This design aesthetic is translated to the store, which Kinay likens to a gallery more than a shop. Set against a backdrop of marble and gold fixtures, he said the “denim stops being a basic” and becomes something that is covetable.

“The store is beautiful and carefully designed. It has marble displays, gold clothing rails, and warm lighting that shows the collection at its best. It feels open and curated—not packed with product. Walking in, you immediately get a sense that everything here is special and worth your attention,” Kinay said.

Up until now, Jendue’s retail footprint in the U.S. has been exclusively online. The brand sells D2C through its own website. It is also available on Nordstrom and Macy’s online marketplaces. However, Kinay said opening a physical store was the natural next step to let consumers feel the difference of Jendue’s fits and fabrics for themselves.

“Online shopping is convenient, but it cannot show you how a fabric feels or how a piece looks on you. In the store, you can touch the material, try things on, and talk to the team. It turns a purchase into a real experience—and that is something a website just cannot do,” he said. “Denim is something you really need to touch and try on to truly appreciate.”

Jendue’s full range is available at the store.
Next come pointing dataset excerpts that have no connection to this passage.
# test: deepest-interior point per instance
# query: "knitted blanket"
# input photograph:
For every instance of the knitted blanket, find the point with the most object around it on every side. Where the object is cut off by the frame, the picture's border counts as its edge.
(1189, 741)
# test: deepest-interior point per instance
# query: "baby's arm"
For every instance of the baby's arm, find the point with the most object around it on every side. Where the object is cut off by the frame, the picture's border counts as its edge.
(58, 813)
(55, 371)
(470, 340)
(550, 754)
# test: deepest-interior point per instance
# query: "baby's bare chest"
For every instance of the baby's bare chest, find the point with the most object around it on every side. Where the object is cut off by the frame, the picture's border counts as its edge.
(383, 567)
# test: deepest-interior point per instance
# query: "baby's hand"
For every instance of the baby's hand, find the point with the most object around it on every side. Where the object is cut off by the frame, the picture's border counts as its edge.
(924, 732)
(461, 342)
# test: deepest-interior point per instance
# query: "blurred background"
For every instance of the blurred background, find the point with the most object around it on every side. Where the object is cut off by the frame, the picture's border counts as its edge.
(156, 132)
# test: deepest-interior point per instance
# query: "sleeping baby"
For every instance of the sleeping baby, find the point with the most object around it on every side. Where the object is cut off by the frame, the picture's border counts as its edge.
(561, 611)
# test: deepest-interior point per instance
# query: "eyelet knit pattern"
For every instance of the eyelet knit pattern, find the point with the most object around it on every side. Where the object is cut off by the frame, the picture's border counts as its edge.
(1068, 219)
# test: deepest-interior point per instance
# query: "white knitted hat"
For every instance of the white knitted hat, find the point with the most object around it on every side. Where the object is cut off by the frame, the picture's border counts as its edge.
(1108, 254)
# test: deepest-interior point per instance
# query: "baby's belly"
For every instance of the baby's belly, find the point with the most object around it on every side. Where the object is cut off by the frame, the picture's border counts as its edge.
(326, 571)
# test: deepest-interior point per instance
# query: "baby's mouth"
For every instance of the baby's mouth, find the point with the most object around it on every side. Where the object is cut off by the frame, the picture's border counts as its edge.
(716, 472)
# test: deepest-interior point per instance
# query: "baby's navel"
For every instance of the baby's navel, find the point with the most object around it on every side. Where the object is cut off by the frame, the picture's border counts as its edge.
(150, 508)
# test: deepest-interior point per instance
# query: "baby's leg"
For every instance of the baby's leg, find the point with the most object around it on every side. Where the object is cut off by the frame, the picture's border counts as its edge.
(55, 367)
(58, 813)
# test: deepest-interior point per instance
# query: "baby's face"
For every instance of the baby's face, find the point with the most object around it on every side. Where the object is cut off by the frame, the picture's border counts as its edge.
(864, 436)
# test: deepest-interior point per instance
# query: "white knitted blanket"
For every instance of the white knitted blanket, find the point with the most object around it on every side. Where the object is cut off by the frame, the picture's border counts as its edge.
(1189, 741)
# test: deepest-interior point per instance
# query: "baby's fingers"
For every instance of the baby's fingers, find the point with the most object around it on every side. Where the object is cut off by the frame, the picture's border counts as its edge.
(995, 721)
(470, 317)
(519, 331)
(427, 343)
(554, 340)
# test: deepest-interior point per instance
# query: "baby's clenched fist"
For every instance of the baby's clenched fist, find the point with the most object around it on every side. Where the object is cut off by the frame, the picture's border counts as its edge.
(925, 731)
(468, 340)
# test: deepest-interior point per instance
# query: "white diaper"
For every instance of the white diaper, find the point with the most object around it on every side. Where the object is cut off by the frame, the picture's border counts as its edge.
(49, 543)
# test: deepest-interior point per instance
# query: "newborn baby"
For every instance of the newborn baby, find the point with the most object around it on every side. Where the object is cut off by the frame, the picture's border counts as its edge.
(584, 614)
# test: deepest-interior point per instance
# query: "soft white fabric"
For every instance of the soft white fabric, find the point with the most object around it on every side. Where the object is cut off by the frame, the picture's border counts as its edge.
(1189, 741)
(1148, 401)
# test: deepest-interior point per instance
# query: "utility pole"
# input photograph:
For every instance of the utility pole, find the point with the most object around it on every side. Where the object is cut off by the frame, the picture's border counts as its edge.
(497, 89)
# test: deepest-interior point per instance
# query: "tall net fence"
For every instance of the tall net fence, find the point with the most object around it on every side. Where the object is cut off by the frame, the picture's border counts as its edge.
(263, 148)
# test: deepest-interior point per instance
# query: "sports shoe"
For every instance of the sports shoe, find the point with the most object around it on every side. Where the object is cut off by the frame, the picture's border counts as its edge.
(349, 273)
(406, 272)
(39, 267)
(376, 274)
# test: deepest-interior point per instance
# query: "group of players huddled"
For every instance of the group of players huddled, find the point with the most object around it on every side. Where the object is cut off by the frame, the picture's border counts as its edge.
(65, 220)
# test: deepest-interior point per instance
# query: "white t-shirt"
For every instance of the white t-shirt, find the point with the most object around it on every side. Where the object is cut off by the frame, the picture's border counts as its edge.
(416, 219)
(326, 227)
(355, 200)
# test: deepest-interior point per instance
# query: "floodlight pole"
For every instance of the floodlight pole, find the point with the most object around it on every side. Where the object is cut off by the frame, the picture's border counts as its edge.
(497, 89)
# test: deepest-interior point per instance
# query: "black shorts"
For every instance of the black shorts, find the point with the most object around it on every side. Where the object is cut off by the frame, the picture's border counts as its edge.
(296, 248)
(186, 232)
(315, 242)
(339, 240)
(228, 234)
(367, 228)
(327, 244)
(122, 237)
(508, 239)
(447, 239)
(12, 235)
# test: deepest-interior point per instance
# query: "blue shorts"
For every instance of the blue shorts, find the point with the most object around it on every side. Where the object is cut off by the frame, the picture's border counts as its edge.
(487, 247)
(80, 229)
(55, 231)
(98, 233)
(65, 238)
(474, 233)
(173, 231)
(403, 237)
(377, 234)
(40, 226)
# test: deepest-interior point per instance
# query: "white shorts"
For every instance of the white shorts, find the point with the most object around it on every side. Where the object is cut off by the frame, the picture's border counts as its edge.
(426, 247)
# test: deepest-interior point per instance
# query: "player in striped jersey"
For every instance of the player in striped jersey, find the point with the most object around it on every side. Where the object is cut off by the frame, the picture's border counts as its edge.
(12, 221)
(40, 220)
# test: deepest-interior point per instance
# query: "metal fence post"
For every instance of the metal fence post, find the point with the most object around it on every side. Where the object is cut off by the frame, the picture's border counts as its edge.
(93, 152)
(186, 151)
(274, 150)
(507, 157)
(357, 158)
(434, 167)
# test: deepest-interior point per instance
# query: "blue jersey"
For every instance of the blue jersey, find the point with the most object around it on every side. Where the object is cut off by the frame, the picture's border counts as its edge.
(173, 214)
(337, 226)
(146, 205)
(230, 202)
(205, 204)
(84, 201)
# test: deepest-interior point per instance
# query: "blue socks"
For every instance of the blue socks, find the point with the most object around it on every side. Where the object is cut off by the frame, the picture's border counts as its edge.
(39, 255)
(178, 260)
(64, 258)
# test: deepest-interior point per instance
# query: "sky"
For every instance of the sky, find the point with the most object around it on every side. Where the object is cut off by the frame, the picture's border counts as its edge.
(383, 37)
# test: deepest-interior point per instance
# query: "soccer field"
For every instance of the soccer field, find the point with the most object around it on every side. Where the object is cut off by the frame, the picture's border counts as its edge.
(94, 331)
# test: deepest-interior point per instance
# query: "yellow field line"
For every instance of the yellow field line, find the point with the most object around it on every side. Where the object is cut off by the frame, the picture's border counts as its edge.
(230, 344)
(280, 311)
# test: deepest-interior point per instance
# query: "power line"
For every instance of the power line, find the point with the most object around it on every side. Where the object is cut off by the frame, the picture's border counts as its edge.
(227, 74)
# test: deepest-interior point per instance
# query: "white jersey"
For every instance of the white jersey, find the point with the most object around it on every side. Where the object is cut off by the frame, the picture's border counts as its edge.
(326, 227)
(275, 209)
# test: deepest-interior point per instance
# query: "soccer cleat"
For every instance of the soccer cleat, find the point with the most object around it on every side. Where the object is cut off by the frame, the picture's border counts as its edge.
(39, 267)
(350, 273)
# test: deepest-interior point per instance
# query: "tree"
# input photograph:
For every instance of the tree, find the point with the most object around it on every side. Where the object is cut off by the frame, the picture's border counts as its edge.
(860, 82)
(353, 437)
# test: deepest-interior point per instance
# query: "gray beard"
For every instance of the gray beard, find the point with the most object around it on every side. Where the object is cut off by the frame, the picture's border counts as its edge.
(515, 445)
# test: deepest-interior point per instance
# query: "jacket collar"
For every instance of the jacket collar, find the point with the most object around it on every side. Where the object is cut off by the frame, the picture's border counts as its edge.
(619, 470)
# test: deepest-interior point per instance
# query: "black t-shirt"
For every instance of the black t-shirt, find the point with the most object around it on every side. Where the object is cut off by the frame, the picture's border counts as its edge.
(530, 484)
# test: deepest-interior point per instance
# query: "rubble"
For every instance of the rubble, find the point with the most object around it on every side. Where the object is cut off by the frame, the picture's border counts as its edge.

Signature styles include wide-leg pants, cropped structured jackets and fitted denim dresses. Clean indigo washes—both light and dark—form the foundation of Jendue’s signature aesthetic, elevated by bold, silhouette-defining details. Asymmetrical zippers, cutouts, and elements like lacing and corsetry add structure and edge.

Men’s styles span layered jackets and cargo vests.

Kinay emphasized that collections feel “stylish without trying too hard—confident and polished at the same time.”

Whereas fast fashion baits consumers with poorly made clothing available for a limited time, Jendue takes a more elevated approach with high quality denim from Turkey. “Most denim brands make a lot of products and sell it everywhere,” Kinay said. “Jendue does the opposite—every piece is made in small numbers, with great materials, and once it sells out it is gone. You are not just buying jeans. You are buying something rare that most people will never have.”

Kinay says the brand falls “between regular premium denim and high-end fashion,” adding that it’s a space few brands do well. “People want denim that looks special and feels great but that they can still actually wear every day. That is exactly where Jendue sits,” he said.

Boca Raton is just the beginning of the brand’s retail ambitions in the U.S. “What we learn from this first location will help us decide where to go next and how fast to grow,” he said.

“We will look at how many people come in, how many of them buy, and how much they spend. We will also track how many customers come back, how much buzz the store creates on social media, and whether it brings in new customers who did not know Jendue before. Sales numbers matter, but so does the experience people have when they visit,” Kinay said.